The image at right depicts just how daunting the task is: find one unique region in that tangled mass of protein, to target (and block) — and thus short-circuit the Byzantine micro-machinery of its replication. The image is of a protein cluster, inside the core of plasmodium falciparum, a common transporter of the disease we call malaria.
Here’s some of that story, tonight:
. . . .Development of a vaccine to prevent the malaria parasite from entering the human liver is the goal of a new collaboration announced today by global leaders in malaria research and vaccine development. The PATH Malaria Vaccine Initiative (MVI), Merck (known outside the US and Canada as MSD), and NYU Langone Medical Center are working together to evaluate an approach targeting a novel part of a major surface protein on the malaria parasite. Malaria is estimated to kill close to 900,000 people each year with the majority of deaths occurring in children under the age of five in sub-Saharan Africa.
The circumsporozoite protein (CSP) has been recognized as a potential target in the development of vaccines focused on the earlier stages of malaria infection. The researchers working on this project are focusing on a new approach that targets a region of CSP important to a critical function of the protein. By blocking this function, it is hoped that invasion of the parasite into the liver, an essential step in causing malaria disease, can be prevented.

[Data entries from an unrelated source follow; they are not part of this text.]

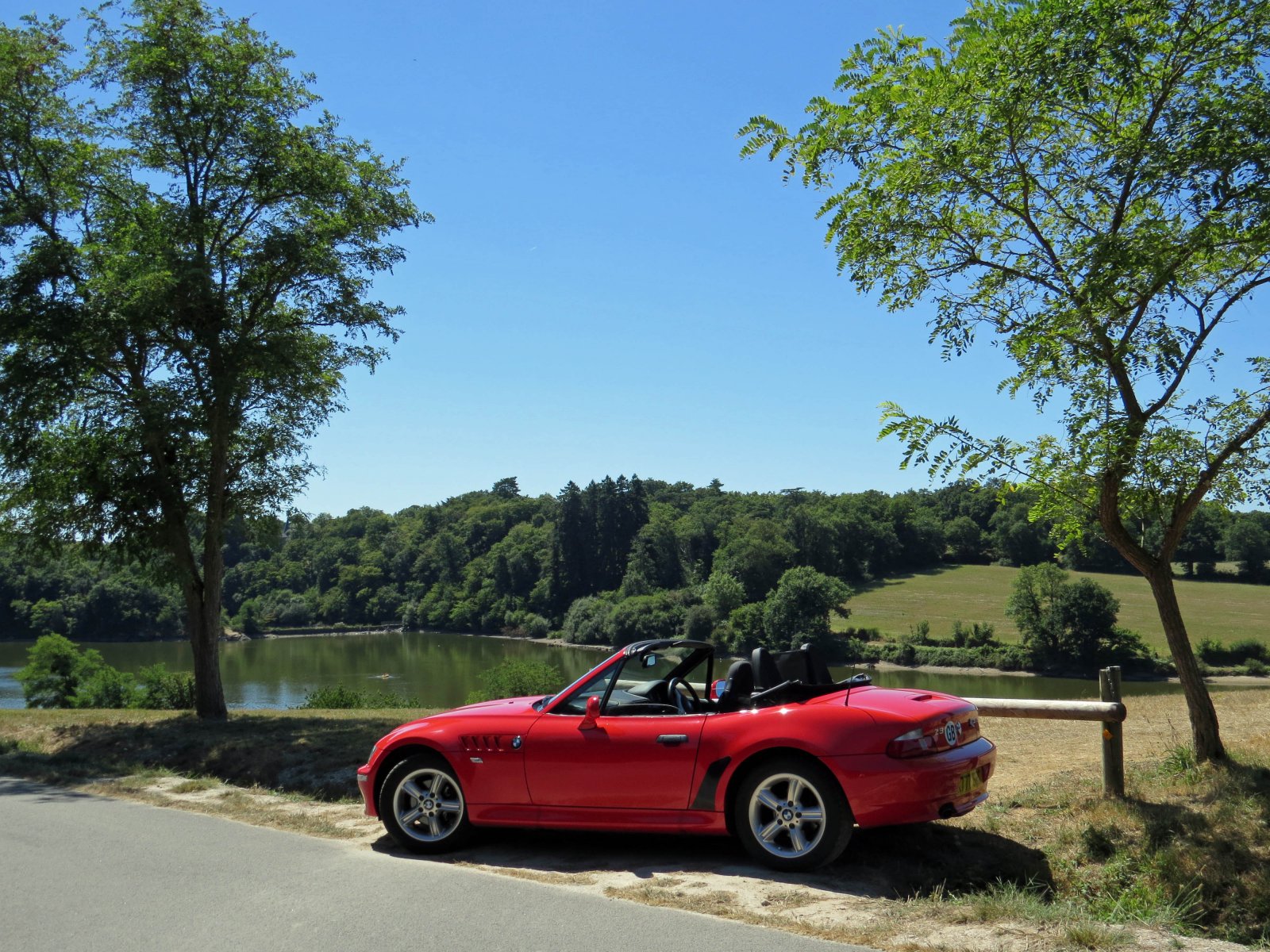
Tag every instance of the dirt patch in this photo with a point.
(888, 892)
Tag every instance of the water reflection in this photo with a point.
(442, 670)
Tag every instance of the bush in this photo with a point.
(1218, 655)
(107, 687)
(587, 622)
(55, 670)
(514, 678)
(165, 691)
(341, 698)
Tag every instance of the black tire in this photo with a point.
(791, 814)
(423, 808)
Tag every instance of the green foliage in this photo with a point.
(107, 687)
(1071, 625)
(587, 622)
(1083, 183)
(723, 593)
(340, 697)
(976, 636)
(55, 670)
(165, 691)
(194, 247)
(799, 608)
(518, 679)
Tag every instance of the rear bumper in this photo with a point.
(884, 791)
(366, 790)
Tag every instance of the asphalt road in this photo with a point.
(102, 875)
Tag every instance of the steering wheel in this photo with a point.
(677, 697)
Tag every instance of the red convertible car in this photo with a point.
(775, 753)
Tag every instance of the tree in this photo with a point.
(55, 672)
(186, 277)
(1248, 543)
(799, 608)
(1064, 624)
(1085, 183)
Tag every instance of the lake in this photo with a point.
(442, 670)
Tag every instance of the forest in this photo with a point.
(609, 562)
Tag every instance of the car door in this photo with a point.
(637, 762)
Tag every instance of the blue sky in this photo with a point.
(607, 287)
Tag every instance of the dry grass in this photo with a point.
(1226, 611)
(1048, 865)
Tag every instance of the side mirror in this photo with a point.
(588, 720)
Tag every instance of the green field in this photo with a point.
(1225, 611)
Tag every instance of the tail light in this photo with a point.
(937, 735)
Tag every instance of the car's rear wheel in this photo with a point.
(791, 814)
(422, 805)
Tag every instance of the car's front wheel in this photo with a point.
(791, 814)
(422, 805)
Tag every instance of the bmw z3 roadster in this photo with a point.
(776, 753)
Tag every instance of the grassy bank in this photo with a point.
(1225, 611)
(1048, 858)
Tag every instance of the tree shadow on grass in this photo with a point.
(893, 862)
(311, 755)
(318, 757)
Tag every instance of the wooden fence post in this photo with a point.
(1113, 736)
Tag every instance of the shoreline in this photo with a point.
(232, 636)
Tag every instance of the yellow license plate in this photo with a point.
(967, 782)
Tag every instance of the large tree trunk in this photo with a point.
(1199, 704)
(203, 612)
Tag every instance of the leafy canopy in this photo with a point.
(187, 247)
(1086, 182)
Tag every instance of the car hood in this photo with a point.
(484, 708)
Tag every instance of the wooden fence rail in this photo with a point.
(1110, 711)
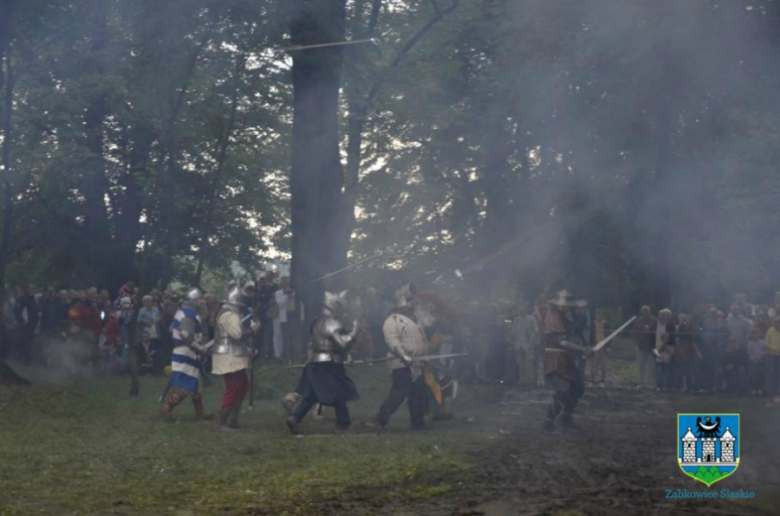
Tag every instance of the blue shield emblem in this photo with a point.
(708, 445)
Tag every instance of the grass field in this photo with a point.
(86, 448)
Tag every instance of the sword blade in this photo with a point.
(612, 335)
(437, 357)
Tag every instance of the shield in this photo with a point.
(708, 446)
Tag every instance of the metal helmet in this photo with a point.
(404, 294)
(191, 297)
(335, 302)
(235, 296)
(562, 299)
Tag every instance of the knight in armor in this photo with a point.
(186, 362)
(232, 356)
(563, 364)
(404, 332)
(324, 379)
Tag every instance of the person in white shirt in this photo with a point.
(282, 297)
(405, 337)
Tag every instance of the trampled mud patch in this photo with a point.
(622, 462)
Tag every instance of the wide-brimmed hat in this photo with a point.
(562, 299)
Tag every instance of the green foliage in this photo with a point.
(708, 475)
(88, 449)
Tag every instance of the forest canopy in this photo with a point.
(624, 150)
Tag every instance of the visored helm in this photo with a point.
(193, 294)
(235, 296)
(191, 297)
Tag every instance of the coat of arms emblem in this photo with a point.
(708, 445)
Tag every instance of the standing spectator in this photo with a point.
(745, 309)
(9, 309)
(772, 375)
(738, 325)
(685, 353)
(733, 367)
(264, 295)
(27, 317)
(525, 336)
(645, 327)
(664, 351)
(756, 364)
(126, 290)
(110, 342)
(762, 322)
(170, 306)
(146, 352)
(541, 309)
(54, 321)
(104, 305)
(282, 297)
(598, 363)
(124, 318)
(149, 319)
(89, 319)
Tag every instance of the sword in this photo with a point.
(375, 360)
(167, 388)
(436, 357)
(211, 342)
(612, 335)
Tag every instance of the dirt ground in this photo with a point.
(621, 463)
(492, 460)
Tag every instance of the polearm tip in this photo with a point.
(298, 48)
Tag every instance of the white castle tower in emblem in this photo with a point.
(710, 452)
(727, 446)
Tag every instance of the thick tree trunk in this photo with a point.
(359, 105)
(168, 168)
(316, 175)
(216, 183)
(7, 92)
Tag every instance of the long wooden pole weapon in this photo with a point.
(385, 359)
(612, 335)
(298, 48)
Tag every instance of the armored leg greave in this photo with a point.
(173, 401)
(232, 420)
(197, 402)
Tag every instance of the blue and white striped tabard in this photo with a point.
(185, 364)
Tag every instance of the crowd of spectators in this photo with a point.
(738, 353)
(708, 351)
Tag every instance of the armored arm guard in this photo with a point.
(394, 330)
(341, 339)
(189, 337)
(577, 348)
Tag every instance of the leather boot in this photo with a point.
(292, 425)
(200, 415)
(221, 421)
(567, 422)
(232, 421)
(173, 401)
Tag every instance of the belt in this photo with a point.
(321, 357)
(326, 357)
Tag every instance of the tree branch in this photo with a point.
(410, 44)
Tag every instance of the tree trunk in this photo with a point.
(316, 175)
(216, 183)
(359, 106)
(7, 91)
(168, 168)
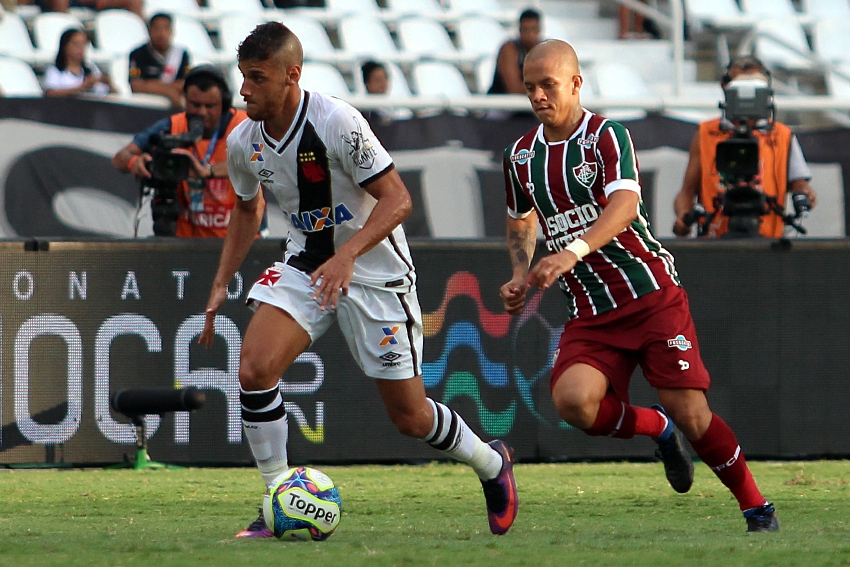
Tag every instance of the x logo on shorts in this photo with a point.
(389, 338)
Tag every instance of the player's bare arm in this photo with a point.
(616, 216)
(522, 240)
(690, 189)
(393, 206)
(123, 161)
(242, 230)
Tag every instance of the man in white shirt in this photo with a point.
(346, 259)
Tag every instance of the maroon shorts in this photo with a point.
(655, 331)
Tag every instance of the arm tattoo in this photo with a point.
(521, 243)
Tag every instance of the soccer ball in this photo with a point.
(303, 504)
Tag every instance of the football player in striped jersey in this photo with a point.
(577, 175)
(346, 260)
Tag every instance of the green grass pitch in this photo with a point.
(570, 514)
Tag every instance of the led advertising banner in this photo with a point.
(80, 321)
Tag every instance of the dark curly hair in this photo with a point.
(266, 40)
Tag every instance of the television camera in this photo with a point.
(748, 107)
(167, 170)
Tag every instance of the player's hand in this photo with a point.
(680, 228)
(200, 170)
(217, 297)
(513, 295)
(547, 270)
(332, 277)
(140, 166)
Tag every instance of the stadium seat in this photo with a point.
(398, 82)
(323, 78)
(192, 34)
(427, 38)
(233, 29)
(314, 38)
(48, 27)
(768, 8)
(344, 8)
(480, 36)
(185, 7)
(17, 79)
(15, 41)
(831, 38)
(426, 8)
(485, 7)
(570, 29)
(439, 79)
(827, 8)
(484, 72)
(118, 32)
(716, 13)
(773, 53)
(367, 36)
(619, 81)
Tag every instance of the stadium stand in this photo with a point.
(15, 41)
(18, 79)
(323, 78)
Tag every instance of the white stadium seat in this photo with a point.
(15, 41)
(118, 32)
(427, 8)
(827, 8)
(17, 79)
(367, 36)
(235, 28)
(831, 39)
(424, 38)
(192, 34)
(773, 53)
(314, 38)
(480, 36)
(439, 78)
(768, 8)
(323, 78)
(48, 28)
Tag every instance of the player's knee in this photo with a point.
(578, 411)
(412, 425)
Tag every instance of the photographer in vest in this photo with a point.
(184, 159)
(781, 167)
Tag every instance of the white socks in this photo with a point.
(267, 430)
(451, 435)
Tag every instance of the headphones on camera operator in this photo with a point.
(169, 169)
(748, 107)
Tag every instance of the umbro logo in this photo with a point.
(390, 359)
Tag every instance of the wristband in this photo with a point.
(579, 247)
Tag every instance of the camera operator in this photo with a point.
(776, 165)
(183, 159)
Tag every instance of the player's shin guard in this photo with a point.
(719, 449)
(616, 418)
(265, 425)
(451, 435)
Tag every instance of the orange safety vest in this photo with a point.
(774, 147)
(206, 213)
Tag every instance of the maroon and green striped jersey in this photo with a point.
(568, 184)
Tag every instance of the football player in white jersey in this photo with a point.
(347, 259)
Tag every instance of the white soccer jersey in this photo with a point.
(317, 173)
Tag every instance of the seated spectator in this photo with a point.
(71, 74)
(508, 76)
(377, 82)
(158, 67)
(134, 6)
(375, 78)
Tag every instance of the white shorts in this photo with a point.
(383, 329)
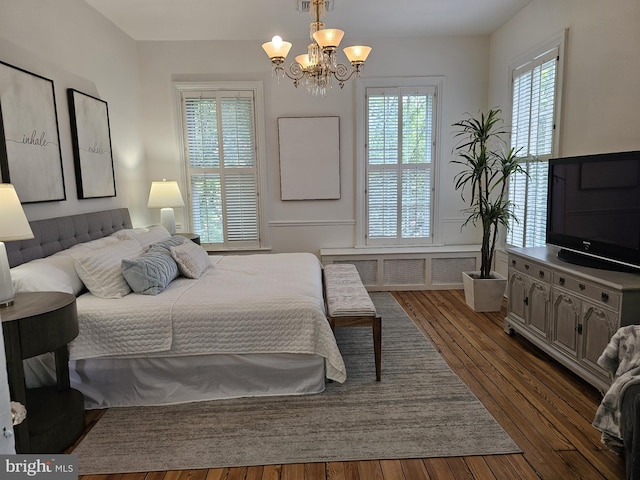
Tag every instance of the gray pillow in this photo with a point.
(151, 272)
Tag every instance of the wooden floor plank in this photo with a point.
(545, 408)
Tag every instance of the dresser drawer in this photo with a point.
(531, 269)
(594, 293)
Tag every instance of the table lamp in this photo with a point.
(166, 195)
(13, 226)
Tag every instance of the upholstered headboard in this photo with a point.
(55, 234)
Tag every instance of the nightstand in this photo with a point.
(194, 237)
(37, 323)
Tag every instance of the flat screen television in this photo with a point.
(593, 210)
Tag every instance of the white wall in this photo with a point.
(311, 225)
(70, 43)
(601, 98)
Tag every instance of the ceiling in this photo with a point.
(259, 20)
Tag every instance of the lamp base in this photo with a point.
(168, 220)
(6, 286)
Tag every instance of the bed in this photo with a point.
(241, 325)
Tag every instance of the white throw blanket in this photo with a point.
(621, 358)
(245, 304)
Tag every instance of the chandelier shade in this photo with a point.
(319, 66)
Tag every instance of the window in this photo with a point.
(399, 165)
(533, 134)
(222, 167)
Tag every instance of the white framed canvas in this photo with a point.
(91, 138)
(309, 158)
(30, 155)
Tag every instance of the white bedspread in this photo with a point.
(245, 304)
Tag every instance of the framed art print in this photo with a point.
(91, 138)
(309, 158)
(30, 156)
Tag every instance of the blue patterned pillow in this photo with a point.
(151, 272)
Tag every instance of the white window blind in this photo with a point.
(399, 165)
(219, 131)
(534, 87)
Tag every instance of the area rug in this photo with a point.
(420, 409)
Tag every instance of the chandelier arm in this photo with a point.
(343, 73)
(294, 72)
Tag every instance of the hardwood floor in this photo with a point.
(545, 408)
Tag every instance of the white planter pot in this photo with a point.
(484, 295)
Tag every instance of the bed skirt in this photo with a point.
(122, 382)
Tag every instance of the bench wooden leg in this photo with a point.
(377, 345)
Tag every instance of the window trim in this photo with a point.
(261, 151)
(432, 82)
(555, 42)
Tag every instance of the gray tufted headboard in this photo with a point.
(55, 234)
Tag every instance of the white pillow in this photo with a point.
(192, 259)
(150, 235)
(89, 246)
(56, 273)
(101, 270)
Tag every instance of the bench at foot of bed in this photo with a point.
(349, 304)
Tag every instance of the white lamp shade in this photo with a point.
(165, 194)
(13, 226)
(304, 62)
(357, 53)
(13, 222)
(277, 48)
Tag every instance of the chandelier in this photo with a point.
(319, 66)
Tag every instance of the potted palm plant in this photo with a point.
(486, 164)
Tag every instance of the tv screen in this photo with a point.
(593, 210)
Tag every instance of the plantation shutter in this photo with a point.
(533, 128)
(221, 151)
(400, 143)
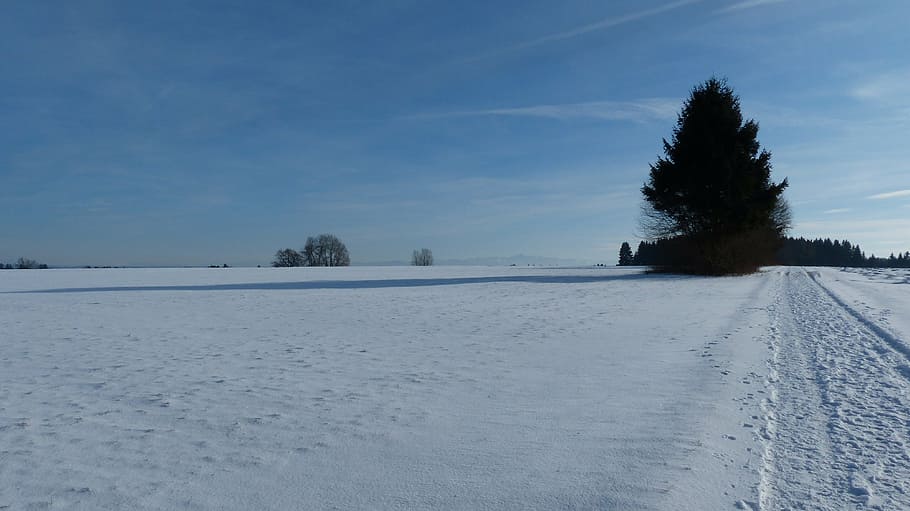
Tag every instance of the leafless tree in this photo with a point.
(26, 264)
(423, 257)
(287, 258)
(325, 250)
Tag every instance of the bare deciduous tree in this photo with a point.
(325, 250)
(423, 257)
(287, 258)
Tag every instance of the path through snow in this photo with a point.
(453, 388)
(838, 429)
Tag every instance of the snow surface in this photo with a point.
(453, 388)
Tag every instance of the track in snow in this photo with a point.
(839, 416)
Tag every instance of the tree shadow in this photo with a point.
(371, 284)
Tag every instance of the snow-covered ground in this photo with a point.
(453, 388)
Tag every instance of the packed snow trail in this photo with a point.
(837, 431)
(453, 388)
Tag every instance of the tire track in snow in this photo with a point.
(838, 425)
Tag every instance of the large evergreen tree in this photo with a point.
(712, 192)
(625, 254)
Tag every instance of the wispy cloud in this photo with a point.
(749, 4)
(890, 195)
(636, 111)
(884, 87)
(603, 24)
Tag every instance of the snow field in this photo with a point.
(451, 388)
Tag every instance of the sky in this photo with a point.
(210, 132)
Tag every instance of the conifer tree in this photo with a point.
(712, 192)
(625, 254)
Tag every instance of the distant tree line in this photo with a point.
(793, 252)
(422, 257)
(24, 264)
(322, 250)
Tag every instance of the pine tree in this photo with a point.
(712, 191)
(625, 255)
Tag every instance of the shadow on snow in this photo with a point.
(371, 284)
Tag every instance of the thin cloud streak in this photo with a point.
(890, 195)
(636, 111)
(603, 24)
(749, 4)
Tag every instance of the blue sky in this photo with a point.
(201, 132)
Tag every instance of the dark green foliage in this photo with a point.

“We think we can improve the way sub-unit vaccines are designed by strategically targeting this critical protein function,” noted Dr. Elizabeth Nardin, professor in the Department of Medical Parasitology at NYU Langone Medical Center. “Other vaccine approaches targeting CSP have required extremely high levels of antibody, which are difficult to elicit and to maintain. This approach has the potential to address that problem.”
The rationale for pursuing this targeted “peptide protein conjugate” approach is based on knowledge of both the vaccine technology to be used and the targeting of a particular malaria protein known to elicit an immune response. . . .
This is but one step, however, on the road to a true malaria vaccine.